I'm currently a holder of a Visitor's Visa under section 11 (6), in other words, a Life Partner Permit including a work endorsement. It's not true that you cannot obtain a bank account with it. While certain banks may be sceptical because of your "Visitor's Visa" ("Oh, but that's a tourist visa right?") all temporary residence visas are considered "Visitor's Visas". Therefore, if you visa states "To reside with Life Partner ID no xxxxxxxxxxx and conduct work until xx/xx/xxxx" then you will be requested to submit a proof of address, your a copy of your partner's certified ID and a letter from your employer stating that you are employed and receive X amount a month.

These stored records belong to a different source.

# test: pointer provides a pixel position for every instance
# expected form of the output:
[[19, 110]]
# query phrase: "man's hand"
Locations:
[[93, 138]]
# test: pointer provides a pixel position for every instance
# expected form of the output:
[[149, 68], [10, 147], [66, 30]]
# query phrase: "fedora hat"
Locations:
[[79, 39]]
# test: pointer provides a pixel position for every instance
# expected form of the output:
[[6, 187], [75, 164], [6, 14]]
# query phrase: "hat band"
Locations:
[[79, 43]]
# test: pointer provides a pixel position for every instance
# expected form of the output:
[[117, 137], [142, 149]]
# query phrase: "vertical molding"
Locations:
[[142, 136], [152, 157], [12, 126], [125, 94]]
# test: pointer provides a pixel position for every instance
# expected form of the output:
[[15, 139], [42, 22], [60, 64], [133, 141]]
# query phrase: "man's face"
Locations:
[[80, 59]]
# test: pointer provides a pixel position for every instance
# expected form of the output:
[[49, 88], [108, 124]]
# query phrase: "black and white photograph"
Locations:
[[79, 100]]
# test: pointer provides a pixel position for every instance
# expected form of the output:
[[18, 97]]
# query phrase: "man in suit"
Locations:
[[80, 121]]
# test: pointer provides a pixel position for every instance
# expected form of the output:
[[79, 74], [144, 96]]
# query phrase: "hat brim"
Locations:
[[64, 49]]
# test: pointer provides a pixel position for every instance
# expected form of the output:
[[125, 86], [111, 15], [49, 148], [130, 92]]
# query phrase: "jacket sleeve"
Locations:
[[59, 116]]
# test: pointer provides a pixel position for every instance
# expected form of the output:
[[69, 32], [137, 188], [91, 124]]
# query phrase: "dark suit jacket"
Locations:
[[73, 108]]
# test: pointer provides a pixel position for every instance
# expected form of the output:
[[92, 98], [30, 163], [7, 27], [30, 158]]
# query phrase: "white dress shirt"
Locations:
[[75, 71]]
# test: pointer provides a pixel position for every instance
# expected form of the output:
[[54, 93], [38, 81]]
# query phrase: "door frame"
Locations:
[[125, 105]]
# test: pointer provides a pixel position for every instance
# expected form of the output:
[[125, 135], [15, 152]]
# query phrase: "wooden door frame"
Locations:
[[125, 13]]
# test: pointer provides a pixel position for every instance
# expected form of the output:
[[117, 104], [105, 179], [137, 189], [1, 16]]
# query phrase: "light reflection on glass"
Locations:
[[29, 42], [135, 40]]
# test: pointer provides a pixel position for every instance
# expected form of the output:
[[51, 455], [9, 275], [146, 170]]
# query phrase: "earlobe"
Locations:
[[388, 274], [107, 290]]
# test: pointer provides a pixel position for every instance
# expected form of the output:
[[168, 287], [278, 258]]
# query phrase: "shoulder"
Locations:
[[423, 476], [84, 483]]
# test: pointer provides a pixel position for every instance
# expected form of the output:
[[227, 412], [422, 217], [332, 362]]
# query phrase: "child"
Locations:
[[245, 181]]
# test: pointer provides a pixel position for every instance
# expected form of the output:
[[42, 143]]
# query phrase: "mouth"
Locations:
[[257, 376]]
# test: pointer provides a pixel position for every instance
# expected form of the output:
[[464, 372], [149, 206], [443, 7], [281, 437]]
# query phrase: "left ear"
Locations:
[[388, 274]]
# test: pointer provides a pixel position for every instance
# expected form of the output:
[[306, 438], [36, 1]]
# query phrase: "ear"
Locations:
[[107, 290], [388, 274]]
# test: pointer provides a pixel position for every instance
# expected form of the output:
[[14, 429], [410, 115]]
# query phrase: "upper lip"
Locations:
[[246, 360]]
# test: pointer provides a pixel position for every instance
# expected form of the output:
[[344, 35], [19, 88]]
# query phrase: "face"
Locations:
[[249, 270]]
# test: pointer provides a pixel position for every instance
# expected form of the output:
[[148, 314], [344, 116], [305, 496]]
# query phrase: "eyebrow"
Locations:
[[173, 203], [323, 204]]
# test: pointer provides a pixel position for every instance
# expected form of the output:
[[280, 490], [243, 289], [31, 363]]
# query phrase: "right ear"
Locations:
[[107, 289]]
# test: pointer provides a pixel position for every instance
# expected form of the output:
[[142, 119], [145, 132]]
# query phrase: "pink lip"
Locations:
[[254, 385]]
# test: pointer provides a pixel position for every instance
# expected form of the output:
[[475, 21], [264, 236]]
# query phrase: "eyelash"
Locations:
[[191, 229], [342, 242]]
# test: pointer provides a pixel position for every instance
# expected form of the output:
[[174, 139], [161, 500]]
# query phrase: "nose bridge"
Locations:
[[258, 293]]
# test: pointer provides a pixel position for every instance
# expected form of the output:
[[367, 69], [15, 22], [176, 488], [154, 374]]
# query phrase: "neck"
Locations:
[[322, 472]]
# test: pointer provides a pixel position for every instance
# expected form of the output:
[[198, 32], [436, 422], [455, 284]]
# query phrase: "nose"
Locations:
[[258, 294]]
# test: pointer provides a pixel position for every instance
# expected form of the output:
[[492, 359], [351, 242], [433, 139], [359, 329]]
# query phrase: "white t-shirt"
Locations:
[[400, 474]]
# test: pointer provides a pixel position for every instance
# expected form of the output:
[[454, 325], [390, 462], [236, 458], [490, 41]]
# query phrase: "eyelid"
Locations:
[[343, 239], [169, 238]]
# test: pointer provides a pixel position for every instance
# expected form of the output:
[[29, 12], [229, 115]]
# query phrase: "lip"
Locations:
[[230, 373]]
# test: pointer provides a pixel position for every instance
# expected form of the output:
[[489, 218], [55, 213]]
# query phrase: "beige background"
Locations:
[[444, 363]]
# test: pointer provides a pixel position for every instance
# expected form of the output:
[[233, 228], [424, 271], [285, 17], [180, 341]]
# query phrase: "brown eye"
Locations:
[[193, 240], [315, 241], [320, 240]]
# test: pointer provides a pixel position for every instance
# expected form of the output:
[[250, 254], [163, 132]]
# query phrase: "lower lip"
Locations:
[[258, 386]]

This is how I obtained my own account.


----------



## LegalMan (Dec 26, 2012)

Hi Markzolt, 

Am I correct in saying that you have a valid Relative's spousal visa (section 18) and then returned back to London to submit an application for a work endorsement (section 11(6))?


----------



## j0ty (Apr 23, 2014)

A Fairy said:


> Hi there!
> 
> I'm currently a holder of a Visitor's Visa under section 11 (6), in other words, a Life Partner Permit including a work endorsement. It's not true that you cannot obtain a bank account with it. While certain banks may be sceptical because of your "Visitor's Visa" ("Oh, but that's a tourist visa right?") all temporary residence visas are considered "Visitor's Visas". Therefore, if you visa states "To reside with Life Partner ID no xxxxxxxxxxx and conduct work until xx/xx/xxxx" then you will be requested to submit a proof of address, your a copy of your partner's certified ID and a letter from your employer stating that you are employed and receive X amount a month.
> 
> This is how I obtained my own account.


Awesome. I submitted my endorsement application few days ago....I am thinking of using the same way you just mentioned to try to apply for a bank account. I just hope I meet someone who don't simply turn me away when he/she sees my Permit is "Visitor's Visa".


----------



## Klipspringer (Feb 21, 2015)

My partner had no problem opening an FNB bank account with his "visitor's visa" (critical skills visa). However, the bank account has many restrictions.


----------



## j0ty (Apr 23, 2014)

Klipspringer said:


> My partner had no problem opening an FNB bank account with his "visitor's visa" (critical skills visa). However, the bank account has many restrictions.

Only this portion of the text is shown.